Rachel Madden, the new president of the Customs Brokers and Freight Forwarders Federation (Cbaff), says border openings are positive news for airlines but freight capacity constraints will take years to overcome.
Madden thinks the true impacts of the Shanghai shutdown will also be only truly felt on the China-reliant New Zealand market in eight-to-10 weeks' time. There are also big bottlenecks to getting shipped products in and out of the US, she said, much of that attributed to the continued logjam at the west coast’s Port of Long Beach.
Madden (41) has had a 14-year career in freight forwarding, the last 10 as a senior manager and shareholder with First Global Logistics, the country’s main e-commerce logistics provider. First Global’s business is in the high volume, ‘low value’ parcel end of the market, goods that don’t attract import duties and are generally brought in via air freight. The firm has now been affected by not being able to get enough space in or out of NZ, on the back of less air traffic and spiking consumer e-commerce demand that has grown by as much as a quarter from pre-pandemic levels.
Before the pandemic, 80% of NZ’s air freight was carried in the cargo holds of passenger aircraft, aligned with strong growth in international passenger movements, which rose more than 50% from 2010, meaning that more air freight could be carried at a lower cost. "Border openings will get those flight numbers back up for Air New Zealand, but it remains an expensive option, so we're hoping to see other airlines operating soon."
For shippers, Ports of Auckland also remains a major headache, “particularly for smaller businesses who are often expected to cover the additional costs of a sailing blanking Auckland and ending up in Northport, or not being able to export from the South Island and having to truck or air deliver product to Auckland to meet export windows”.
Fix it now
She said the ‘revolving door’ of export booking windows was also a kiss of death, particularly for smaller businesses. “These are things that are occurring now and government needs to address those issues now. Small businesses can’t wait two to five years for a new ‘government strategy’, she said. That could include greater investment in port assets, as well as coastal shipping. “And as much as government doesn’t want to invest in roading, you have to have trucks pick up from a transport hub. So, if you train the containers to a centralised hub, you still need a hub to get it to and from the customer and we simply don’t have good enough roading infrastructure.”

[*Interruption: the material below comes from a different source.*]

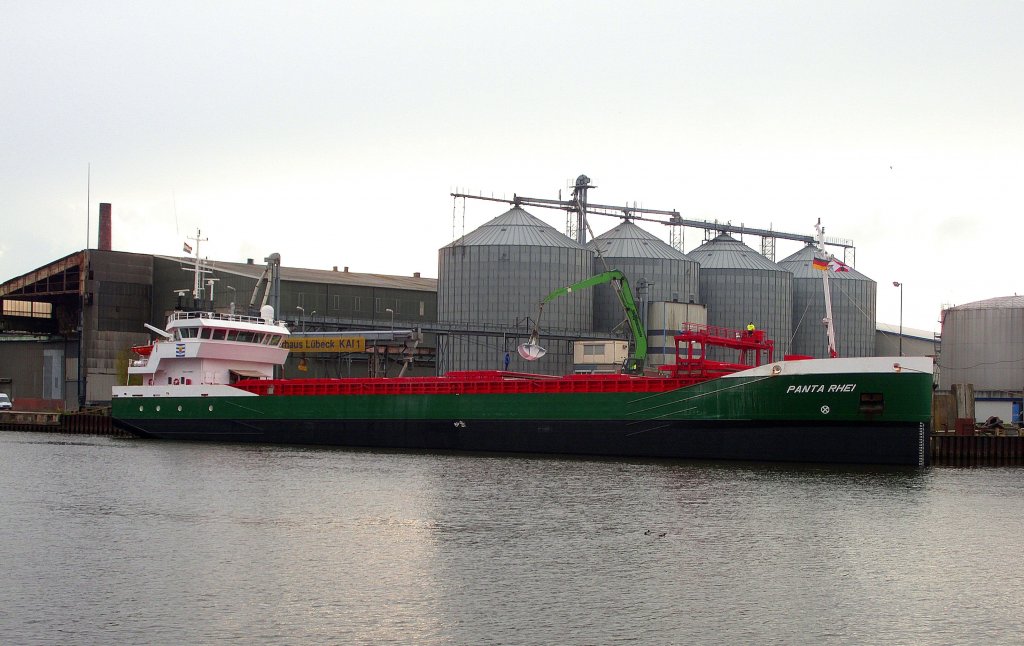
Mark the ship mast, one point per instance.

Like NZ ports, one of the key themes within the freight forwarding and logistics industry is a chronic lack of skilled local or international people. She said First Global was "always short" of warehouse staff. “We’re carrying a high number of temps for us, but we prefer to invest in the ongoing training of our people.”

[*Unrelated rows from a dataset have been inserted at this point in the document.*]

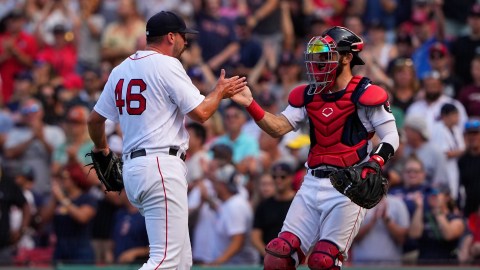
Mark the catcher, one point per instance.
(344, 173)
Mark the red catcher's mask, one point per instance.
(321, 60)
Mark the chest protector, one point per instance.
(338, 137)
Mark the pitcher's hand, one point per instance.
(229, 86)
(243, 98)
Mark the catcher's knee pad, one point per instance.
(325, 256)
(280, 251)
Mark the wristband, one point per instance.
(378, 159)
(255, 111)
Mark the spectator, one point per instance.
(249, 51)
(47, 16)
(382, 234)
(474, 227)
(197, 157)
(433, 99)
(378, 53)
(405, 84)
(439, 59)
(16, 53)
(417, 142)
(331, 12)
(468, 96)
(124, 36)
(271, 212)
(234, 222)
(449, 139)
(130, 239)
(23, 89)
(90, 93)
(33, 143)
(88, 29)
(464, 48)
(469, 168)
(442, 227)
(265, 18)
(72, 210)
(203, 205)
(428, 28)
(11, 196)
(288, 76)
(24, 180)
(61, 53)
(216, 36)
(455, 19)
(412, 192)
(245, 148)
(78, 143)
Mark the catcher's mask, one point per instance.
(322, 56)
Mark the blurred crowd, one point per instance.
(56, 55)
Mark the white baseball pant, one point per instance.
(157, 186)
(320, 212)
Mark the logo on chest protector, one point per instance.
(386, 105)
(327, 112)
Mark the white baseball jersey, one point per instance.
(149, 94)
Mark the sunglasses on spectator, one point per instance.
(472, 126)
(30, 109)
(413, 171)
(435, 56)
(232, 115)
(279, 176)
(401, 62)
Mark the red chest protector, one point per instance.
(338, 137)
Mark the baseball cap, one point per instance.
(447, 109)
(226, 174)
(164, 22)
(27, 172)
(418, 124)
(420, 17)
(440, 188)
(77, 114)
(472, 126)
(475, 10)
(24, 76)
(438, 49)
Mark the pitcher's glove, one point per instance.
(365, 192)
(108, 169)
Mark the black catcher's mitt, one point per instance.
(108, 169)
(364, 192)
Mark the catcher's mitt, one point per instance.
(108, 169)
(364, 192)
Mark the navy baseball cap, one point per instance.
(166, 21)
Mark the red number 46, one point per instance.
(120, 102)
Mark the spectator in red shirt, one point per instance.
(62, 55)
(17, 50)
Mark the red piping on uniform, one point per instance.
(141, 57)
(350, 236)
(166, 216)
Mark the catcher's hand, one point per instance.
(365, 192)
(108, 169)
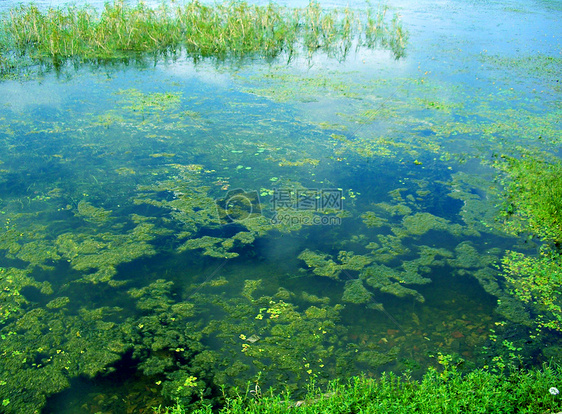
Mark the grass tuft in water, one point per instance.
(231, 29)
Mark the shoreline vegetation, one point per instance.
(443, 391)
(90, 343)
(234, 29)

One of the biggest challenges at present, she said, was in securing qualified forklift and high reach drivers as well as truck drivers, and that’s “impacting across our supply chain”, even without the extra issue of omicron.
Both Madden and her vice-president on the 200 member advocacy group, Katrina Jenner of Jenners Worldwide Freight, are rarities in that they fill senior executive roles in a sector classed as 'male dominated'. "When I first started going to Cbaff conferences seven years ago, you could count the females in the room on one hand. It's changing but it's a slow process. "Females have struggled to have their voices heard, and so there are a number that leave the industry and they don’t return.”
Over the longer term, Madden would also like to see better gender balance in the industry during her tenure. “To be a good freight forwarder you need to be able to multi-task, and females by nature are more detail-oriented. I’m generalising now, but we’re also better at customer service.” Yet the number of females who take leadership roles remains small, she said.
She's also keen on providing more networking opportunities for younger and middle management team members coming through. “In this industry, it’s important to have support networks as you never know what kind of challenges are coming up.”